Even if no external pressure is applied, teachers under investigation may voluntarily quit their classroom for fear of disturbing the school and their pupils, Cha added.
This dynamic is why a whopping 94 percent of teachers insist on scrapping the practice of automatically separating accused teachers from their pupils or removing them from work based solely on frivolous claims of child abuse.
On the other hand, legal and administrative support for teachers who have been subjected to abuse and lawsuits is practically non-existent. Education authorities leave teachers to fend for themselves against all complaints, abuse, and litigation. Although the Education Ministry provides legal consulting to teachers, the service is poorly staffed and ineffective most of the time. “A lot of people advised me when I first became a teacher to sign up for private insurance to cover potential legal fees in the future,” said Cha.
When teachers’ rights are violated, principals usually sweep their distress under the rug. For example, two teachers at the same school committed suicide in 2021 due to chronic harassment from parents. Prior to her death, one tendered her resignation, which the school swatted away. The other was plagued by a parent demanding compensation for their child’s self-inflicted injury. The school held the teacher accountable and forced him to deal with it alone. Then it downplayed their deaths as “fall accidents due to personal causes.”
Animus against teachers and the systemic negligence of their anguish are ailing the whole education community – 99 percent of teachers say they are victims of some form of wrongs, and more than a quarter of them have sought psychiatric treatment.
Teachers’ unprecedented rallies and public indignation have prompted a flurry of government promises and discussion. On August 1, South Korea’s President Yoon Suk-yeol urged the Education Ministry to heed to teachers’ voices.
Their demands are to codify the scope of their rightful acts of guidance and education; to protect teachers from frivolous accusations of child abuse; to institute deterrents and penalties for parents and students abusing or falsely accusing teachers; to legally define malevolent complaints and establish them as acts of violence; and to rewrite students’ rights ordinances so that they reflect not just students’ inviolable rights but also their duties and responsibilities.
Legislative amendments are in the pipeline, too. The ruling People Power Party and the opposition Democratic Party have found rare common ground on the need to exempt teachers’ reasonable instruction and response from allegations of child abuse, to protect their teaching rights, and to shield them from abuse.

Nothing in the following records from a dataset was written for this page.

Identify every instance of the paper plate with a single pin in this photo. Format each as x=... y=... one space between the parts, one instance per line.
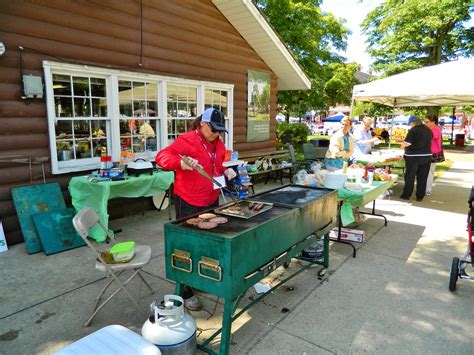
x=158 y=198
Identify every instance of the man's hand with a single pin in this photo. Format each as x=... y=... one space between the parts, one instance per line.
x=230 y=173
x=190 y=165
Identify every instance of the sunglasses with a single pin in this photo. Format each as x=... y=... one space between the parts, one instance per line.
x=212 y=128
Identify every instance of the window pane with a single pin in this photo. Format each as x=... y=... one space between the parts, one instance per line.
x=172 y=108
x=99 y=107
x=192 y=95
x=80 y=86
x=97 y=145
x=61 y=84
x=63 y=129
x=183 y=110
x=126 y=107
x=63 y=106
x=128 y=126
x=152 y=109
x=98 y=87
x=81 y=129
x=82 y=107
x=83 y=149
x=139 y=108
x=64 y=150
x=151 y=91
x=138 y=91
x=125 y=89
x=98 y=128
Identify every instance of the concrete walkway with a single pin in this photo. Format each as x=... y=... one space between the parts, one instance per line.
x=392 y=298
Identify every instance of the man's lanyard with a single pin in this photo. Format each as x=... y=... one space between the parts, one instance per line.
x=212 y=155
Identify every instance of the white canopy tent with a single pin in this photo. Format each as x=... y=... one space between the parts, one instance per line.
x=447 y=84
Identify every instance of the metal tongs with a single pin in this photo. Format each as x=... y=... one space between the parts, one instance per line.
x=201 y=171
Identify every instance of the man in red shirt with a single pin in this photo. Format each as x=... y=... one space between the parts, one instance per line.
x=193 y=192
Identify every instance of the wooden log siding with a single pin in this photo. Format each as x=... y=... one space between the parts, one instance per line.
x=187 y=39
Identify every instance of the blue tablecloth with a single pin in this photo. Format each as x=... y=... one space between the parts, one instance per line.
x=96 y=194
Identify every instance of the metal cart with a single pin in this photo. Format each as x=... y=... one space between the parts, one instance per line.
x=228 y=260
x=458 y=266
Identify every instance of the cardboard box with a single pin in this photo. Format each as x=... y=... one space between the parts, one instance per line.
x=350 y=235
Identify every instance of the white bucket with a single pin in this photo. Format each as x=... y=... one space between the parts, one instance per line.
x=334 y=180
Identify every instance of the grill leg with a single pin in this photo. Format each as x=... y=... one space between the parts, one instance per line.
x=226 y=327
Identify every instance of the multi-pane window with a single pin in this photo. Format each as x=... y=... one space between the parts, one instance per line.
x=91 y=108
x=80 y=106
x=139 y=128
x=181 y=109
x=218 y=99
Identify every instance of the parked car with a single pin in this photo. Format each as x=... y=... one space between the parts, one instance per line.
x=280 y=117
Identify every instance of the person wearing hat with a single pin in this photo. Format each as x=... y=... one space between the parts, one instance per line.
x=194 y=193
x=417 y=145
x=341 y=146
x=364 y=141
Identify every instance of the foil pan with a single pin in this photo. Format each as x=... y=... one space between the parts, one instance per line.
x=244 y=209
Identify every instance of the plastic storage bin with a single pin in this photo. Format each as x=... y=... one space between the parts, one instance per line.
x=123 y=251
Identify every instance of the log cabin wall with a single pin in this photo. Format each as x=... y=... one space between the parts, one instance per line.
x=186 y=38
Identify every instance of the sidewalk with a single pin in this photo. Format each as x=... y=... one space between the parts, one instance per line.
x=392 y=298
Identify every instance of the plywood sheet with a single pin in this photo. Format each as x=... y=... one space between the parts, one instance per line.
x=34 y=199
x=56 y=231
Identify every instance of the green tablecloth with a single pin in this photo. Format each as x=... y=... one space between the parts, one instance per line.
x=360 y=199
x=95 y=194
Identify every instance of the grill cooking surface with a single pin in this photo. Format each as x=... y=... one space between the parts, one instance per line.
x=237 y=225
x=244 y=209
x=293 y=195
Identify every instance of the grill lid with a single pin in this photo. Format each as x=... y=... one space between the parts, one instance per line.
x=293 y=195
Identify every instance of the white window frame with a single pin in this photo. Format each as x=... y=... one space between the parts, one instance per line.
x=112 y=77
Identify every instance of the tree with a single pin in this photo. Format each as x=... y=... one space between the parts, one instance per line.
x=409 y=34
x=339 y=88
x=313 y=37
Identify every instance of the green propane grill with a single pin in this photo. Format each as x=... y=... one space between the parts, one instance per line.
x=229 y=259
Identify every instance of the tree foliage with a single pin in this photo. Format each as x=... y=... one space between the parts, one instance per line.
x=409 y=34
x=313 y=37
x=339 y=87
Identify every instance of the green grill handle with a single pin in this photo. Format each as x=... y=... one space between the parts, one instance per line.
x=184 y=257
x=271 y=265
x=210 y=264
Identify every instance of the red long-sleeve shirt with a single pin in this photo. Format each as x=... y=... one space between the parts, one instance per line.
x=189 y=184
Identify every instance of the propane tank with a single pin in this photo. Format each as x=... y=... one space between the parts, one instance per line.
x=170 y=329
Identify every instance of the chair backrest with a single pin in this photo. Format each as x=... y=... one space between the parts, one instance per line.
x=83 y=222
x=308 y=151
x=292 y=152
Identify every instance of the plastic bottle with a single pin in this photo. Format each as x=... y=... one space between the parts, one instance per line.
x=103 y=159
x=344 y=167
x=370 y=176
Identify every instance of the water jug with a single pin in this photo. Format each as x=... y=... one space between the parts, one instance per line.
x=170 y=329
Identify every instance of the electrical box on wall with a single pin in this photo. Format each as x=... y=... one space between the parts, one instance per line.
x=32 y=87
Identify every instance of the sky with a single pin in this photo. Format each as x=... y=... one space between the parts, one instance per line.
x=354 y=13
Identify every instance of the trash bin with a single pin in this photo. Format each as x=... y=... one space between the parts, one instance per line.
x=320 y=142
x=459 y=141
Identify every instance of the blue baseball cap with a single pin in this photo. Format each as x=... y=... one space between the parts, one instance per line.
x=215 y=118
x=412 y=119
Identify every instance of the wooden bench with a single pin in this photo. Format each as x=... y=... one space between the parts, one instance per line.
x=274 y=156
x=251 y=157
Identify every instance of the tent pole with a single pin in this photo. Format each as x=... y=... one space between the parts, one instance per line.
x=352 y=105
x=391 y=126
x=452 y=125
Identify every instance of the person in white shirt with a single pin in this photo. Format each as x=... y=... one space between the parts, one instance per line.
x=364 y=142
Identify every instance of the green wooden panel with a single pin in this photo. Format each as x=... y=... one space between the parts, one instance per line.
x=56 y=231
x=34 y=199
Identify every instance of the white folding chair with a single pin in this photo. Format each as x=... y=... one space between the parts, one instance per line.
x=83 y=221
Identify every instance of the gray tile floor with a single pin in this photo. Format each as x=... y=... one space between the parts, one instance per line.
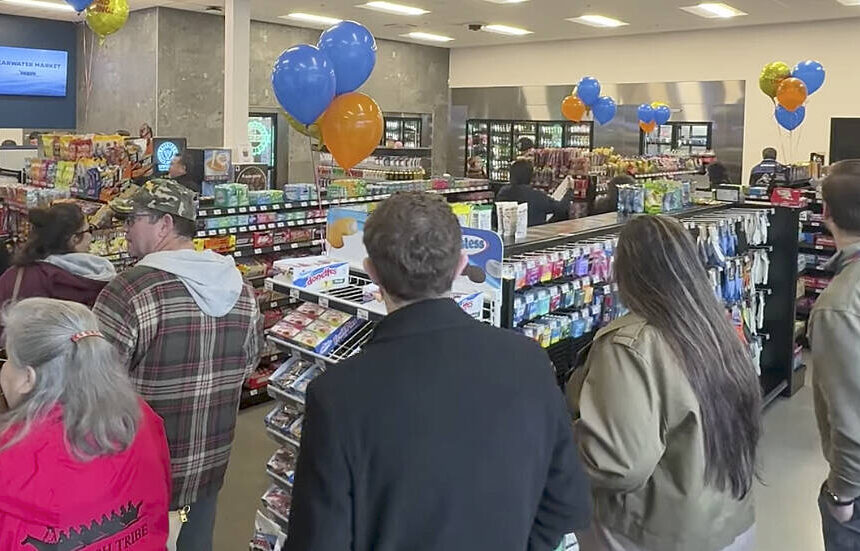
x=787 y=515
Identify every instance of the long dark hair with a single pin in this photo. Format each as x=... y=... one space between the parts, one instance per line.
x=661 y=278
x=50 y=232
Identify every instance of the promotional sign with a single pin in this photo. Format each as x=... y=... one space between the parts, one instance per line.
x=29 y=72
x=483 y=273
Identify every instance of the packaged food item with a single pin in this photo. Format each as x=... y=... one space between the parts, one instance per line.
x=314 y=272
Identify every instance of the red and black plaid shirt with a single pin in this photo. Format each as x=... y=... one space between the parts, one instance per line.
x=187 y=365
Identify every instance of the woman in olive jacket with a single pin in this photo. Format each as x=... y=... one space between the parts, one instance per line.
x=668 y=406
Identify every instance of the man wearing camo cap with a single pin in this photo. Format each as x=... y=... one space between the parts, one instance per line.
x=189 y=331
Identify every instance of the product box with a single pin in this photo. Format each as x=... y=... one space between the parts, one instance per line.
x=316 y=273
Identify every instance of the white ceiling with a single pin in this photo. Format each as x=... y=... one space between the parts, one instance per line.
x=546 y=18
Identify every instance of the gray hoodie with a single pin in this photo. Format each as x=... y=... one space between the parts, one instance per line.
x=85 y=265
x=212 y=279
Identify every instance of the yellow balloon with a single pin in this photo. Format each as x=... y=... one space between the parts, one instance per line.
x=106 y=17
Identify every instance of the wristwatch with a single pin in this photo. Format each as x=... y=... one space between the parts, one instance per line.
x=834 y=499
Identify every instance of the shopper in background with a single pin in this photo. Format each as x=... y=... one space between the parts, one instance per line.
x=54 y=261
x=83 y=460
x=768 y=171
x=834 y=335
x=444 y=433
x=187 y=329
x=542 y=207
x=180 y=171
x=668 y=406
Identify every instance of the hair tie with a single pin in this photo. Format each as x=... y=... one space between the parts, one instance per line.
x=84 y=334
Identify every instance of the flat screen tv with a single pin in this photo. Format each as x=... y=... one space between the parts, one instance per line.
x=30 y=72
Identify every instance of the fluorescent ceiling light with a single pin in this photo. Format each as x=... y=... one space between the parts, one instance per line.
x=504 y=29
x=430 y=37
x=311 y=18
x=41 y=5
x=598 y=21
x=396 y=9
x=714 y=10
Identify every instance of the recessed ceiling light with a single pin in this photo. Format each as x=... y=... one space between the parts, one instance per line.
x=714 y=10
x=430 y=37
x=396 y=9
x=598 y=21
x=41 y=5
x=505 y=29
x=311 y=18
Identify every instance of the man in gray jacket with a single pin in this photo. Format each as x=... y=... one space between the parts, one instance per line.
x=834 y=334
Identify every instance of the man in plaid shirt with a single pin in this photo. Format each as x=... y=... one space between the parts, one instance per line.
x=188 y=329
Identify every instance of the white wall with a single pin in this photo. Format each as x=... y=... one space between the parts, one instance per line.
x=725 y=54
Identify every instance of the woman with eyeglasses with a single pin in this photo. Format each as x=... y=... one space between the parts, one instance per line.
x=55 y=262
x=84 y=463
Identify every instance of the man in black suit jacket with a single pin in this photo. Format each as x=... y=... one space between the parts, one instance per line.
x=443 y=434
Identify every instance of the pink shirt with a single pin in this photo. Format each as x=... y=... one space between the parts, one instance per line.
x=50 y=501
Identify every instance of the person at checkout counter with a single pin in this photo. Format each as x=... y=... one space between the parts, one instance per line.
x=542 y=208
x=181 y=169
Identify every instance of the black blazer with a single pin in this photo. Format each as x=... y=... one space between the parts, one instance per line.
x=444 y=434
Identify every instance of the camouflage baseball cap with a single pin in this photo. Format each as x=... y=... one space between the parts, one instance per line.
x=162 y=195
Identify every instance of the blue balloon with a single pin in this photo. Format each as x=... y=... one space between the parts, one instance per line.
x=789 y=119
x=662 y=114
x=811 y=73
x=646 y=113
x=588 y=90
x=352 y=49
x=604 y=109
x=80 y=5
x=304 y=82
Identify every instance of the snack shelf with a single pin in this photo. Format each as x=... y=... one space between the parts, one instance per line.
x=250 y=251
x=259 y=227
x=282 y=439
x=346 y=299
x=346 y=349
x=666 y=174
x=253 y=209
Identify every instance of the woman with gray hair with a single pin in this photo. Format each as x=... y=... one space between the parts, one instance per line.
x=83 y=460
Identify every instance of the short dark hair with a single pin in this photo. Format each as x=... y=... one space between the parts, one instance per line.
x=181 y=226
x=522 y=172
x=841 y=190
x=414 y=242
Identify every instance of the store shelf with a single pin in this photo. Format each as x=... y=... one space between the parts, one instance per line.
x=227 y=211
x=347 y=299
x=250 y=251
x=260 y=227
x=345 y=350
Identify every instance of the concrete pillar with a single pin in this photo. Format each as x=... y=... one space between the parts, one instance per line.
x=237 y=58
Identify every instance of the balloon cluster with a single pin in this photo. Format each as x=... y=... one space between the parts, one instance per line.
x=653 y=115
x=587 y=97
x=790 y=88
x=104 y=17
x=316 y=86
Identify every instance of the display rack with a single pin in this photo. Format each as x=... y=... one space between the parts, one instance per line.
x=780 y=374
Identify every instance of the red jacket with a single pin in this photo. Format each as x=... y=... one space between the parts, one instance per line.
x=41 y=279
x=50 y=501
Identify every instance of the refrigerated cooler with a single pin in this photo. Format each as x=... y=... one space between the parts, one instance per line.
x=495 y=142
x=686 y=138
x=406 y=130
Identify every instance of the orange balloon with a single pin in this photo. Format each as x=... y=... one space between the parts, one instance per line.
x=352 y=128
x=573 y=108
x=791 y=93
x=648 y=127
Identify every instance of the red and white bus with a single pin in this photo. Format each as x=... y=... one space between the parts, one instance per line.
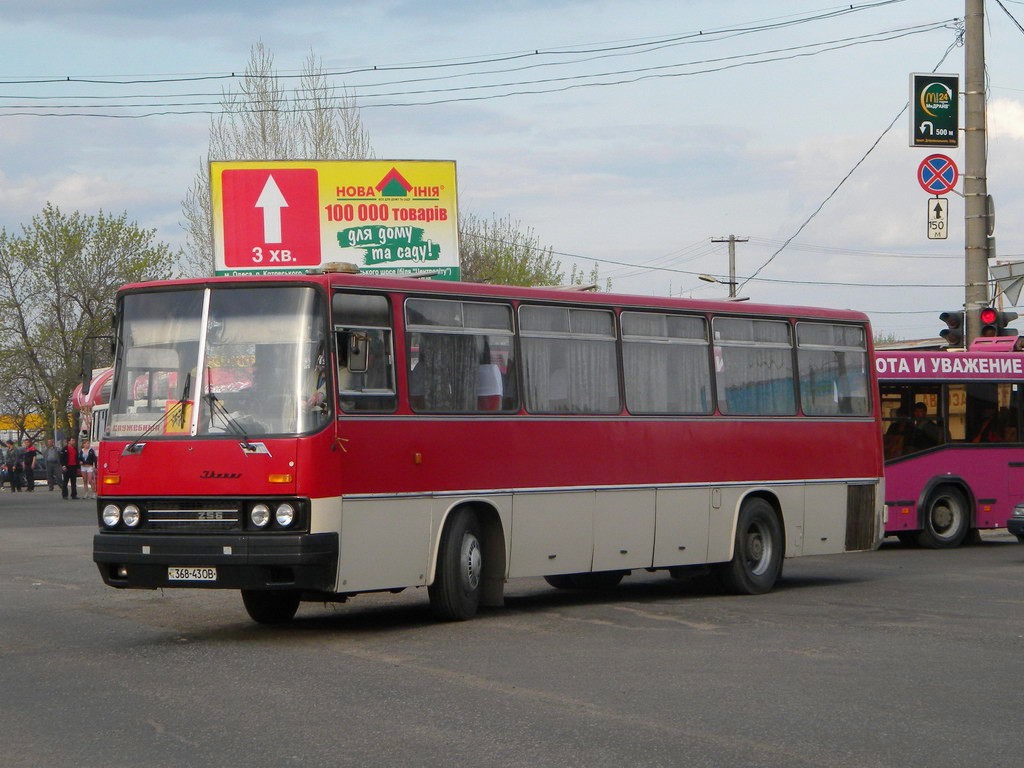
x=954 y=459
x=316 y=436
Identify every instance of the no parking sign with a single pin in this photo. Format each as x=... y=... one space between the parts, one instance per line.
x=937 y=174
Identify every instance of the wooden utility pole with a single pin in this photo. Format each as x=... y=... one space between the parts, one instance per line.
x=731 y=240
x=976 y=250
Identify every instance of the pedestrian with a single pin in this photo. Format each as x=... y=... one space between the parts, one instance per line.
x=88 y=462
x=51 y=460
x=29 y=455
x=12 y=458
x=69 y=465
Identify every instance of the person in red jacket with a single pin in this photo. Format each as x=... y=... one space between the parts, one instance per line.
x=70 y=466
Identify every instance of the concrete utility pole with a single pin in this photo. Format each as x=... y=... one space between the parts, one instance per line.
x=976 y=162
x=731 y=240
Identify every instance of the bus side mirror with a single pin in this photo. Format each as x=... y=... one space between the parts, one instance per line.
x=86 y=372
x=358 y=348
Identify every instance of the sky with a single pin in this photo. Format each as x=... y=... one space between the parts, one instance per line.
x=631 y=135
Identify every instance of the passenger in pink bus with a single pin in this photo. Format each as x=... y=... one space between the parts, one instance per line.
x=991 y=428
x=925 y=432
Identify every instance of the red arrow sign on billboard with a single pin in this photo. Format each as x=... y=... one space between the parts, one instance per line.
x=271 y=218
x=271 y=201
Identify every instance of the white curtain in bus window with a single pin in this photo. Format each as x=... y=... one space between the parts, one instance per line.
x=263 y=372
x=754 y=367
x=159 y=347
x=665 y=358
x=366 y=354
x=569 y=364
x=460 y=356
x=834 y=376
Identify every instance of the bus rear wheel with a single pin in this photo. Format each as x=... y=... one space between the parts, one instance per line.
x=455 y=594
x=270 y=606
x=946 y=519
x=757 y=558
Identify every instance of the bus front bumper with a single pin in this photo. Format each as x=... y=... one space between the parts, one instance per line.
x=293 y=561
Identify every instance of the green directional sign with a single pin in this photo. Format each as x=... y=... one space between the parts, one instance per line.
x=934 y=110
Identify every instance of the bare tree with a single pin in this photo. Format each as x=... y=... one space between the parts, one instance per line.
x=57 y=283
x=263 y=120
x=501 y=251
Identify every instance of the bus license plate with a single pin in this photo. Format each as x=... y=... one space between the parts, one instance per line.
x=192 y=574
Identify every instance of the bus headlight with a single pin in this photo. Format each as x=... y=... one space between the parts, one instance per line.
x=259 y=515
x=131 y=516
x=112 y=515
x=285 y=515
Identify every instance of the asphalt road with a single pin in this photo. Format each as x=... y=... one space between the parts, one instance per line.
x=897 y=657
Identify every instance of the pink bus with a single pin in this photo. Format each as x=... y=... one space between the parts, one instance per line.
x=954 y=459
x=315 y=436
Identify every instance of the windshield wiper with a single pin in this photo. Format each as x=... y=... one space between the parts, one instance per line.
x=177 y=410
x=217 y=407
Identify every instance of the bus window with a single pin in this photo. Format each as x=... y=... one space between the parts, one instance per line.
x=834 y=373
x=913 y=420
x=366 y=354
x=568 y=360
x=461 y=356
x=754 y=367
x=665 y=357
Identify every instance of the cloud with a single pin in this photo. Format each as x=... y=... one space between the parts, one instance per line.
x=1006 y=119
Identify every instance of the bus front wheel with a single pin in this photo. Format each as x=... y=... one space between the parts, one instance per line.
x=946 y=519
x=757 y=558
x=455 y=594
x=270 y=606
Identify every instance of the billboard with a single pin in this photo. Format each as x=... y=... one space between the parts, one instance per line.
x=386 y=216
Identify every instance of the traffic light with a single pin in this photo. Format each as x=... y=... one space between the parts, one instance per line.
x=953 y=332
x=993 y=322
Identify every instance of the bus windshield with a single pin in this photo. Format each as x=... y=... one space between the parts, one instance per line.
x=253 y=358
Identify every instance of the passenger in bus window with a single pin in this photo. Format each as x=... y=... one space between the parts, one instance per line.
x=925 y=432
x=896 y=434
x=990 y=430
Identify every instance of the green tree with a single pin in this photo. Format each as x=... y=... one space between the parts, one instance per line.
x=57 y=284
x=265 y=120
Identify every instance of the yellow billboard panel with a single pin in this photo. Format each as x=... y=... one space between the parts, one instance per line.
x=393 y=216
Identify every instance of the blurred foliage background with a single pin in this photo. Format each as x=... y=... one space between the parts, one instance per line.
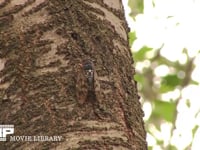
x=164 y=40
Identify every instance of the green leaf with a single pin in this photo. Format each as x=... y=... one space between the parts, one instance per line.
x=164 y=110
x=140 y=55
x=132 y=38
x=169 y=83
x=136 y=6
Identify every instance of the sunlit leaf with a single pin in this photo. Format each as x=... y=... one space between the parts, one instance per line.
x=132 y=37
x=169 y=83
x=136 y=6
x=164 y=110
x=140 y=55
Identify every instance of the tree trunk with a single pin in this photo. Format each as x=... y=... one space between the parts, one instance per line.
x=45 y=91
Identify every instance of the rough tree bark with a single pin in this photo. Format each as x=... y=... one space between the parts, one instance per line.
x=41 y=44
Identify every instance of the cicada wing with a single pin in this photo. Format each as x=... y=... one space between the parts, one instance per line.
x=81 y=87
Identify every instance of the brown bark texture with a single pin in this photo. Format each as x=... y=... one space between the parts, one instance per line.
x=42 y=92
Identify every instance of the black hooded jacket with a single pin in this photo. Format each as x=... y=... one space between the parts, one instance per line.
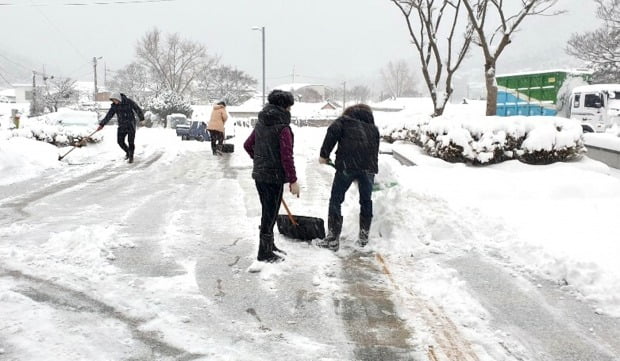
x=358 y=144
x=124 y=112
x=266 y=151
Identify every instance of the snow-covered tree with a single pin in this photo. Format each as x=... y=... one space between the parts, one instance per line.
x=166 y=103
x=225 y=83
x=601 y=48
x=133 y=79
x=435 y=28
x=60 y=92
x=360 y=93
x=494 y=23
x=173 y=63
x=398 y=79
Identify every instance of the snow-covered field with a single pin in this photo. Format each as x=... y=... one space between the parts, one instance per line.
x=555 y=222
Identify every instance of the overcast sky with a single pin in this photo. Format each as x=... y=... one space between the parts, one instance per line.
x=325 y=41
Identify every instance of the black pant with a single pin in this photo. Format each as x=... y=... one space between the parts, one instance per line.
x=217 y=139
x=270 y=195
x=130 y=133
x=342 y=182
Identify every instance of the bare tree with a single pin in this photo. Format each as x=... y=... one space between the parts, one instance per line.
x=173 y=62
x=435 y=41
x=226 y=83
x=60 y=93
x=601 y=48
x=360 y=93
x=133 y=79
x=484 y=14
x=398 y=80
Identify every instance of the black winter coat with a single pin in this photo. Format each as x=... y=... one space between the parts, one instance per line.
x=267 y=160
x=358 y=144
x=124 y=112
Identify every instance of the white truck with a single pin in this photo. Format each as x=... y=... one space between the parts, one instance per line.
x=596 y=106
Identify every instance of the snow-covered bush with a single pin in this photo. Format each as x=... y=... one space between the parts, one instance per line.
x=168 y=103
x=487 y=140
x=62 y=128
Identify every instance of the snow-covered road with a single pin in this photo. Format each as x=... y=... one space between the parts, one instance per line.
x=149 y=261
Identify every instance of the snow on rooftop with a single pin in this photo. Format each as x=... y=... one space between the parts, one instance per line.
x=597 y=87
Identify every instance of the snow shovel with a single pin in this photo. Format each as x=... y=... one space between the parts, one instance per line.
x=300 y=227
x=75 y=146
x=375 y=186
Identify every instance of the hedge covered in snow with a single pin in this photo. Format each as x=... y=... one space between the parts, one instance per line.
x=485 y=140
x=66 y=128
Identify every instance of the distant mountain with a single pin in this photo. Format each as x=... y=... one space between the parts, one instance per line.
x=14 y=68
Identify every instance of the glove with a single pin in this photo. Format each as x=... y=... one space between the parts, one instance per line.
x=294 y=188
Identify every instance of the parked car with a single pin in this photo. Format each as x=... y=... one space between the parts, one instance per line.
x=176 y=119
x=194 y=130
x=596 y=106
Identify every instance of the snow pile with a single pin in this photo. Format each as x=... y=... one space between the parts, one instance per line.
x=65 y=127
x=485 y=140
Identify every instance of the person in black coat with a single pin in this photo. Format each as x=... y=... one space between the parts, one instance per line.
x=357 y=159
x=270 y=145
x=124 y=109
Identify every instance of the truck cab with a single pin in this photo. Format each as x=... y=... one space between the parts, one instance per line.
x=597 y=107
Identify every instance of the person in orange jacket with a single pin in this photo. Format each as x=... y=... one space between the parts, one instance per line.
x=216 y=127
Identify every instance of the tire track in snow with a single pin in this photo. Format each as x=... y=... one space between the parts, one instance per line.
x=60 y=297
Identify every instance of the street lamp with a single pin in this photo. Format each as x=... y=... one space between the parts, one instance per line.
x=95 y=71
x=262 y=30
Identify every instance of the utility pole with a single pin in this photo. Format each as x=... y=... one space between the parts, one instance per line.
x=344 y=94
x=263 y=36
x=33 y=103
x=95 y=72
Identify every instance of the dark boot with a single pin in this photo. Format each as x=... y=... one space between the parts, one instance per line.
x=275 y=249
x=364 y=231
x=332 y=241
x=265 y=249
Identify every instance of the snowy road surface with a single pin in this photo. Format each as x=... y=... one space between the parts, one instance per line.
x=149 y=261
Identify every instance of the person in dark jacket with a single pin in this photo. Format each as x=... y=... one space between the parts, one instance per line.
x=124 y=109
x=357 y=160
x=270 y=145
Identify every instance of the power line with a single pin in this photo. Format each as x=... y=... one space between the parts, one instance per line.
x=13 y=62
x=5 y=80
x=98 y=3
x=58 y=30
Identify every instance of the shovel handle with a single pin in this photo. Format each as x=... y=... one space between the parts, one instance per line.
x=288 y=212
x=70 y=150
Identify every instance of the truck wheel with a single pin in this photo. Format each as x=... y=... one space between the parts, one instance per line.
x=587 y=129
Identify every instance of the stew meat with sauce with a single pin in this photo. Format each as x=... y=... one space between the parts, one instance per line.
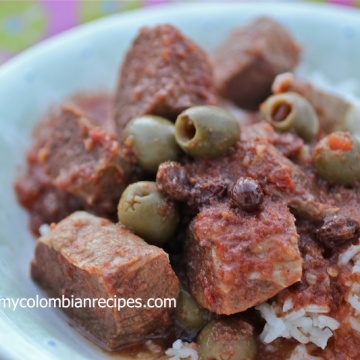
x=222 y=180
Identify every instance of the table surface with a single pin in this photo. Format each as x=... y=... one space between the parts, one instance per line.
x=23 y=23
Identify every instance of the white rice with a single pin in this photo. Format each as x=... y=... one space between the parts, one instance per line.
x=301 y=353
x=351 y=259
x=181 y=350
x=306 y=325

Still, tempers are high and rancor deep. The mindset in clearing through this tough patch should be to remember that the fight for teachers’ and students’ rights is not a zero-sum game. Only when both are balanced and mutually respected can South Korea’s public education thrive.
“We are not saying students should be stripped of their rights and be passive. We are saying that ours need to be protected too. We just want to be able to teach and care for our students,” said Cha.